Elle est arrivée en avance. Largement en avance. Mieux vaut trop tôt que jamais. Elle n’allait pas risquer, à peine inscrite, la radiation. Elle a passé les fumeurs, agglutinés au pied du perron métallique, style escalier de chantier – parfaite allégorie. Ils s’accrochaient à leur clope, la cigarette du condamné, tirant des taffes avides sans échanger un mot. Chacun dans son monde écroulé. Elle s’est apitoyée sur eux, avant de se rappeler qu’elle partageait leur sort. Pour l’oublier au plus vite, elle s’est précipitée à l’intérieur du bâtiment. Mais la réalité l’y a frappée d’emblée. Cette réalité gluante, inextricable, qui désormais était la sienne. Dedans, tout était gris. Les murs, le sol, le plafond. Les gens, les meubles, la lumière. Un gris sale, dégradant. Au milieu de la pièce, une file d’attente oscillait jusqu’au guichet d’accueil. Elle y a sagement pris place et a tiré de son cabas sa lettre de convocation, pour se tenir à quelque chose, pour se donner une contenance. 

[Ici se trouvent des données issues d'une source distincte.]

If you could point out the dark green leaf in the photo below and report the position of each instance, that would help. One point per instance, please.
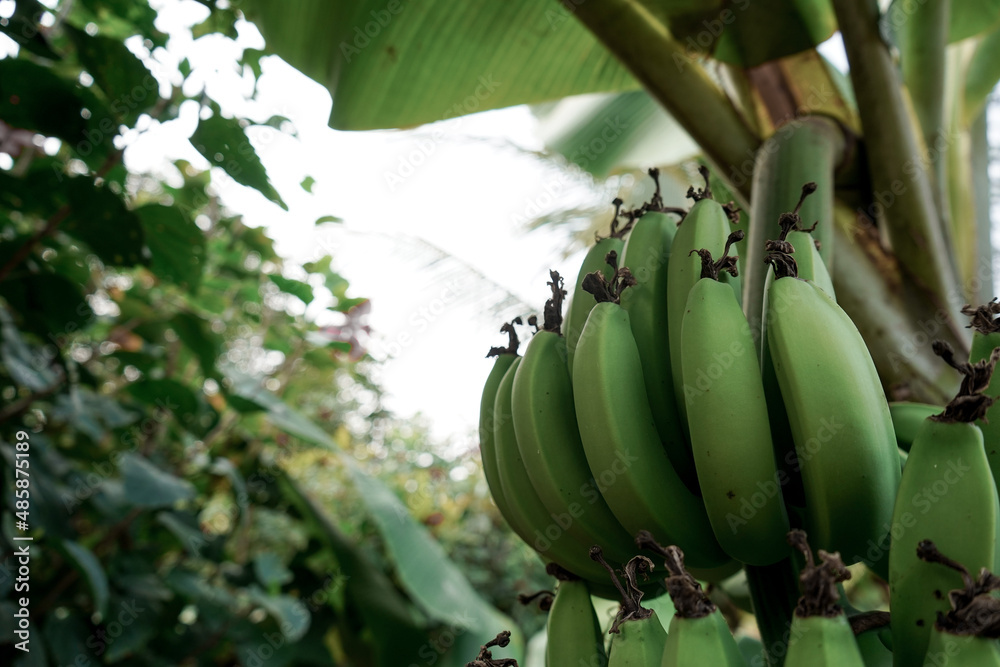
(197, 336)
(99, 218)
(397, 633)
(271, 571)
(762, 30)
(422, 565)
(191, 410)
(66, 636)
(970, 18)
(328, 218)
(52, 306)
(128, 86)
(24, 28)
(224, 143)
(33, 97)
(84, 560)
(291, 615)
(146, 485)
(28, 366)
(301, 290)
(278, 413)
(398, 64)
(186, 531)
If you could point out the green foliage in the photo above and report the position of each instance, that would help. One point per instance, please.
(190, 496)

En attendant son tour, elle a regardé les affiches, vantant les services Pôle Emploi. Comme si on avait le choix ! Elle a eu le temps de les lire, jusqu’à la dernière ligne. On invitait les candidats à s’inscrire à des ateliers – ça fait ludique « atelier » – autour des différentes étapes de la recherche d’emploi, depuis la rédaction de la lettre de motivation ou les ficelles du CV, à la préparation de l’entretien d’embauche et la construction du « projet », en passant par les formations subventionnées par l’État. Le chômage est une industrie qui doit peser des milliards, a-t-elle osé penser avant de tomber sur l’annonce sexy d’une entreprise de « services à domicile », pour ne pas dire ménage. Demandait-il là aussi une lettre de motivation ? Le comble du cynisme. Que devait-on y écrire pour décrocher ce job de rêve ? « J’ai faim merci » ? Comme les mendiants dans le métro – Oh pardon ! Désolée, on ne dit pas mendiant, mais demandeur d’argent. Ou bien : « Ma vocation remonte à loin. Autant que je me souvienne, j’ai toujours adoré éliminer la crasse. Nettoyer les carreaux et récurer les sanitaires sont mes tâches préférées, mais j’aime aussi cirer les bottes. » Elle a souri, un brin amère : elle ne ferait pas la fine bouche, maîtrise de droit ou pas, si on lui proposait un emploi dans cette boîte. Et son sourire s’est éteint. Elle a encore eu le temps de lire sur une affichette la mise en garde contre « tout comportement violent à l’égard du personnel » et autres incivilités, qui ne seraient pas tolérés et tombaient sous le coup d’un article du code pénal, cité avec son numéro. Elle en a conclu qu’au milieu de la léthargie générale des plombs pétaient de temps en temps. Enfin, elle a atteint son but. 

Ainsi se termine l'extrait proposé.